The outage on the TSX, TSX Venture, Alpha and derivatives-focused Montreal Exchange came after a spike in market activity, said TMX Group interim CEO John McKenzie Friday.
"The suspect is the extraordinary volumes that we saw yesterday in the marketplace."
The spike was especially pronounced in the messaging side of the system that relays the buy, sell, and cancel orders. Message volume had hit a one-day record of about 190 million messages by the time the system started failing at around 1:30 p.m.
"That level of volume, or it could be the mix of the volume, in terms of how it came in, caused a failure in the messaging appliance that we were working with," said McKenzie.

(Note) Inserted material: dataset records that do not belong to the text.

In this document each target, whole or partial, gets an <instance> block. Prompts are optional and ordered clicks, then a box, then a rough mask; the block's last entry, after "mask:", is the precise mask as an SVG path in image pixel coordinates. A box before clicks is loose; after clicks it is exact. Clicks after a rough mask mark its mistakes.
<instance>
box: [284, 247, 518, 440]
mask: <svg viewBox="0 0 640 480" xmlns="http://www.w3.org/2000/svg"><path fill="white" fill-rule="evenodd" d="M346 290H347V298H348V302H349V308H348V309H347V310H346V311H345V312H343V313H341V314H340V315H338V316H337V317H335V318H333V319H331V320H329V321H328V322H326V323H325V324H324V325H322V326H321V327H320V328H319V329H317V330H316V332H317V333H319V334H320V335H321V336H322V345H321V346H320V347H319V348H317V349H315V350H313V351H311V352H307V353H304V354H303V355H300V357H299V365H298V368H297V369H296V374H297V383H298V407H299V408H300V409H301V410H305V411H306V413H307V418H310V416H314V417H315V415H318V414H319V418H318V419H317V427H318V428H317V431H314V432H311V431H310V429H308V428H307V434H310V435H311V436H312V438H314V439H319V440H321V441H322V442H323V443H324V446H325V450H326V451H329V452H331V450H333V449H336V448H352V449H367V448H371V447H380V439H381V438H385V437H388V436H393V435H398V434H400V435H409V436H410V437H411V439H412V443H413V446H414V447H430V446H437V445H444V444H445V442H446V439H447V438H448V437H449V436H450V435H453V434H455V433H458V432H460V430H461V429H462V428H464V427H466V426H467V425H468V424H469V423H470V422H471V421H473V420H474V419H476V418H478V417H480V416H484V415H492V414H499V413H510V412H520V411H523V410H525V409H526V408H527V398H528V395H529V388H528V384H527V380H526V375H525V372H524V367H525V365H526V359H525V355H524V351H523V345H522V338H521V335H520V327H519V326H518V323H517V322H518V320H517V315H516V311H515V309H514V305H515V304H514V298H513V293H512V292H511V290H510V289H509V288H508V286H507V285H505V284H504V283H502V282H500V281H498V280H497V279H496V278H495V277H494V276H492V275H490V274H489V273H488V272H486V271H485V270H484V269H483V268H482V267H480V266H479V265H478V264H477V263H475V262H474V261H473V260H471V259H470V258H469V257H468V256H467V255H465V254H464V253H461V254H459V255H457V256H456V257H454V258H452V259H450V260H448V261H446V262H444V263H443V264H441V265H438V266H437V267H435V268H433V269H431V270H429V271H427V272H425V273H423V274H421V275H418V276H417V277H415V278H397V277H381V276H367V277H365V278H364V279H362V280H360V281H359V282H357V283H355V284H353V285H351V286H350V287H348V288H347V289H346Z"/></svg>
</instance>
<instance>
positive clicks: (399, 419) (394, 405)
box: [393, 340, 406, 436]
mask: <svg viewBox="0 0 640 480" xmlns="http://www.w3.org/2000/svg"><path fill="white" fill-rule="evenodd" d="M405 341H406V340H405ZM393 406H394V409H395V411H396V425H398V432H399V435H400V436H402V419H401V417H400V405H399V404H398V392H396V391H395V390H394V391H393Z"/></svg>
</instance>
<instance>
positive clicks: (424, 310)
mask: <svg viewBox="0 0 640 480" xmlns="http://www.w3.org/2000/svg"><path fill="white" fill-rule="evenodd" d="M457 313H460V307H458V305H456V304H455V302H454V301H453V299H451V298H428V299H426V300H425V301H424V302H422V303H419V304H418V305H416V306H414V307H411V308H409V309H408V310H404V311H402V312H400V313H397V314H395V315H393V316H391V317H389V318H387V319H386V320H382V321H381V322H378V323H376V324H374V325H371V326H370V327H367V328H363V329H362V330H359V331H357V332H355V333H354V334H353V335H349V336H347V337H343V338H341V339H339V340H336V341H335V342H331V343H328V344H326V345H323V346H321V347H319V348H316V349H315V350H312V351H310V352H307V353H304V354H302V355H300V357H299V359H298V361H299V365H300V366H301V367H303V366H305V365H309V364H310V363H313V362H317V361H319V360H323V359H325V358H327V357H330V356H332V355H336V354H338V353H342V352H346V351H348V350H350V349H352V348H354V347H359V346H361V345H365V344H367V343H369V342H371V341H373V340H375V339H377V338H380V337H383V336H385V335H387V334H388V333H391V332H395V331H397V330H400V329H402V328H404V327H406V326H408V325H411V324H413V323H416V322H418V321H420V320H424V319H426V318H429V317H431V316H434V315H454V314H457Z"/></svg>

He said capacity shouldn't have been an issue, since they stress test the system up to closer to 300 million messages a day, and are still working to identify more specifically what went wrong.
In the meantime, the company had added extra capacity and McKenzie said the system was handling elevated volumes well on Friday.
The glitch Thursday had meant clients were unable to enter, modify or cancel open orders on its exchanges, leading TMX to halt trading a little before 2 p.m. and later clarifying it would remain closed for the day.
The last time TMX closed the TSX early was on April 27, 2018, due to internal technical issues, and the market was reopened the next trading day.
The 2018 incident was caused by a hardware failure in a central storage appliance of the trading system, the company said.
TMX's CEO at the time Lou Eccleston said the company was committed to applying the lessons learned from this incident to help it prevent such issues from recurring in the future.
McKenzie, who stepped into the role after Eccleston stepped down suddenly in January, said TMX would work to regain trust.
"We start first thing today, and everyday forward to make sure we rebuild and regain that trust of the client base."
TMX is not the only exchange to be hit by outages.
The London Stock Exchange had technical software issue last August that delayed its opening by close to two hours and also had a delayed opening in June 2018, and before that during a session in 2011.
The New York Stock Exchange saw a four-hour outage during trading in 2015, though it returned to service shortly before closing.
The Nasdaq, meanwhile has been thwarted by rodents on at least two occasions. Both in 1987 and in 1994 trading on the exchange was knocked out after squirrels disrupted power supplies to exchange computers.